I put a rebuilt PC back in service before I went on vacation, but came back
to a non booting PC. It makes a thunking/clicking noise when first turned
on and freezes about half way through the boot screen. It makes the normal
single beep when booting. I was considering buying one of those PSU testers,
but since I can get into the BIOS I decided to check out the MB readings.
They are 1.26, 3.26, 4.84 and 11.89. The 5V seems a little low, but I don't
know how accurate these MB readings are and I doubt 3% is enough to matter.
But it's not telling me how many amps are being supplied or how clean the
power is. Everything in the BIOS looks OK (time, date drives, CPU, etc). I
pulled the boot drive and put it in another PC and it checks out OK.
"Ed Light" <nobody@nobody.there> wrote in message
news:IDSTj.31633$KJ1.17480@newsfe19.lga...

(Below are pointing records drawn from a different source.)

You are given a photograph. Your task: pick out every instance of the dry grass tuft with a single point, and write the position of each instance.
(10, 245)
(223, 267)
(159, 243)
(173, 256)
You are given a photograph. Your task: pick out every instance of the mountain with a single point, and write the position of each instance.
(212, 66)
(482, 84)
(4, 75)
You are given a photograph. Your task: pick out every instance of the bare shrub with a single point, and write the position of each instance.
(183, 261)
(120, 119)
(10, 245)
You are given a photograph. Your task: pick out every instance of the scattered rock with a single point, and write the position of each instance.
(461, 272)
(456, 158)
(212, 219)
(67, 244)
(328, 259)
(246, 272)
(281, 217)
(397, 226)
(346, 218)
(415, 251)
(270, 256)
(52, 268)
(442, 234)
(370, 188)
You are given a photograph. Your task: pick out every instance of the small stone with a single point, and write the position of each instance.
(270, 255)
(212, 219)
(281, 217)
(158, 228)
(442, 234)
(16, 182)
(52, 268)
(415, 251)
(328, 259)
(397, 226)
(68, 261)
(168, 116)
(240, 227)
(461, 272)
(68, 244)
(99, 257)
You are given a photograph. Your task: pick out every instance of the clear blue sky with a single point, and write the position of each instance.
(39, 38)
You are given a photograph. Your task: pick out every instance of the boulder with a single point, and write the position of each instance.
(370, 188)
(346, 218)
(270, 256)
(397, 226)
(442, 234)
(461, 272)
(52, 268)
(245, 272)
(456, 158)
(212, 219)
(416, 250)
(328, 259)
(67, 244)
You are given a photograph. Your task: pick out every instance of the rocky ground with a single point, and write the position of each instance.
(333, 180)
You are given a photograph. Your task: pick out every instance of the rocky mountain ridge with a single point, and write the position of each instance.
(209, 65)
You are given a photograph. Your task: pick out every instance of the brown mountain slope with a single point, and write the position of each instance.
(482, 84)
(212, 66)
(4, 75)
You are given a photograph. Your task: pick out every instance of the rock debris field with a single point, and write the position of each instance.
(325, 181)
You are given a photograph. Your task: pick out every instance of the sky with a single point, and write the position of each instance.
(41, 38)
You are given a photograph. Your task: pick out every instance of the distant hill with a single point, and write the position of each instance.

> Is the psu fan spinning?
> ---
> Ed Light
Yeah, there's a good breeze coming out of the PSU. It's a Seasonic less than
two years old.
I removed all the cards and disconnected everything except the boot drive,
but it still freezes midway through the boot screen. I guess I'll try
another video card next and try to find some different RAM. I suppose it
could be the BIOS, but I'm not getting checksum errors and I can navigate
all the screens fine. I'll likely pull the board too, in the event it's a
short in the case somewhere.
"Bill Stock" <me7@privacy.net> wrote in message
news:5f901$48210b2a$cef886b1$9691@TEKSAVVY.COM-Free...
>
> "Ed Light" <nobody@nobody.there> wrote in message
> news:IDSTj.31633$KJ1.17480@newsfe19.lga...
>> Is the psu fan spinning?
>> ---
>> Ed Light
>
> Yeah, there's a good breeze coming out of the PSU. It's a Seasonic less
> than two years old.
>
> I removed all the cards and disconnected everything except the boot drive,
> but it still freezes midway through the boot screen. I guess I'll try
> another video card next and try to find some different RAM. I suppose it
> could be the BIOS, but I'm not getting checksum errors and I can navigate
> all the screens fine. I'll likely pull the board too, in the event it's a
> short in the case somewhere.
Turned out to be bad memory. Pulled one stick and the PC boots right up.
Replacing the good stick with the bad stick and windows crashes with
corrupt files. So I'm pretrty sure it's the memory and not the board.